Historical record of incidents for CloudRepo
Report: "Elevated 502 Errors"
Last updateWe have not observed a single 502 across our systems for the past two hours, while close to peak load. We will consider this issue resolved as there is no current customer impact. We will continue to monitor and evaluate internally in order to prevent any future disruption.
We believe the issue has been caused by an increase in load as well as a potential resource leak of some sort. We have scaled the size of all of our resources by 2x in order to immediately reduce the impact to our partners while we investigate the resource leak. Since we have scaled up at 1415 GMT, we have not seen a single 502 pass through our load balancers. We will continue monitoring closely while we search for root cause.

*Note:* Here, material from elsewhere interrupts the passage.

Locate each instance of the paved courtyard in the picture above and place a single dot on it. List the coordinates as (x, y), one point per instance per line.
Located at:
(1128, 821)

While we are identifying the root cause of the issue, we have doubled the size of our clusters (cpu, memory, and network) in order to reduce the frequency of these errors.
We are continuing to investigate this issue.
We have received reports of 502 errors which are causing builds to break. Our internal metrics indicate that this is affecting between 1-5% of all requests. We have elevated this to a critical issue and we are actively investigating.
Report: "Performance Degradation"
Last updateThe incident has been confirmed as resolved.
We believe we have resolved the issue and are monitoring to verify.
We are experiencing a higher than normal request rate on our servers - we are scaling our servers and expect performance to return to normal momentarily.
Report: "502s and Slow Response Times"
Last updateAt approximately 21:00 UTC on 5/2/22 - customers began to see intermittent 502s as well as slow down in response times. These rates increased through the night and were resolved at approximately 13:39 on 5/3/22. Root cause was determined to be an influx of requests from an outside source. We have scaled the system accordingly and will continue to monitor the status closely. Going forward we will continue to 1) investigate the root cause of the issue as well and 2) investigate as to why our alerting system failed to notify the support team. This is our first customer impacting outage in over 3 years and we'd like to sincerely apologize to any of our partners who were impacted.
Report: "API Outage"
Last updateDuring a server upgrade, there was approximately 1-2 minutes of API downtime. This was unintentional and we are looking into why this happened so we will avoid future outages in the future as we upgrade hardware.
Report: "Package Repository Outage"
Last updateCustomer Impact: Access to our storage APIs (publishing/reading packages) was returning 500 errors for some partners. Root Cause: Our servers exhausted their connections to the storage layer and our monitoring system did not alert us to this degraded state - a partner alerted us instead. Resolution: After we were alerted of this issue we were able to restore functionality to all partners. Duration: Approximately two hours Future Mitigation: To prevent this from happening again, we will be implementing several changes: 1) Improve our monitoring to detect 500 errors as soon as they occur. 2) Increased the size of our cluster to give us more headroom in our connection pools. 3) Continue to investigate root cause and fix anything that may be holding on to connections.
Report: "Package Repository Outage"
Last updateCustomer Impact: Access to our storage APIs (publishing/reading packages) was returning 500 errors for some partners. This is a repeat of the May 9th outage - please refer to the incident summary for more details. Resolution: After we were alerted of this issue we were able to restore functionality to all partners. Duration: Approximately 45 minutes at approximately 11:00 CST and 20 minutes around 18:00 CST. Future Mitigation: To prevent this from happening again, we will be implementing several changes: 1) Improve our monitoring to detect 500 errors as soon as they occur. 2) Increased the size of our cluster to give us more headroom in our connection pools. 3) Continue to investigate root cause and fix anything that may be holding on to connections.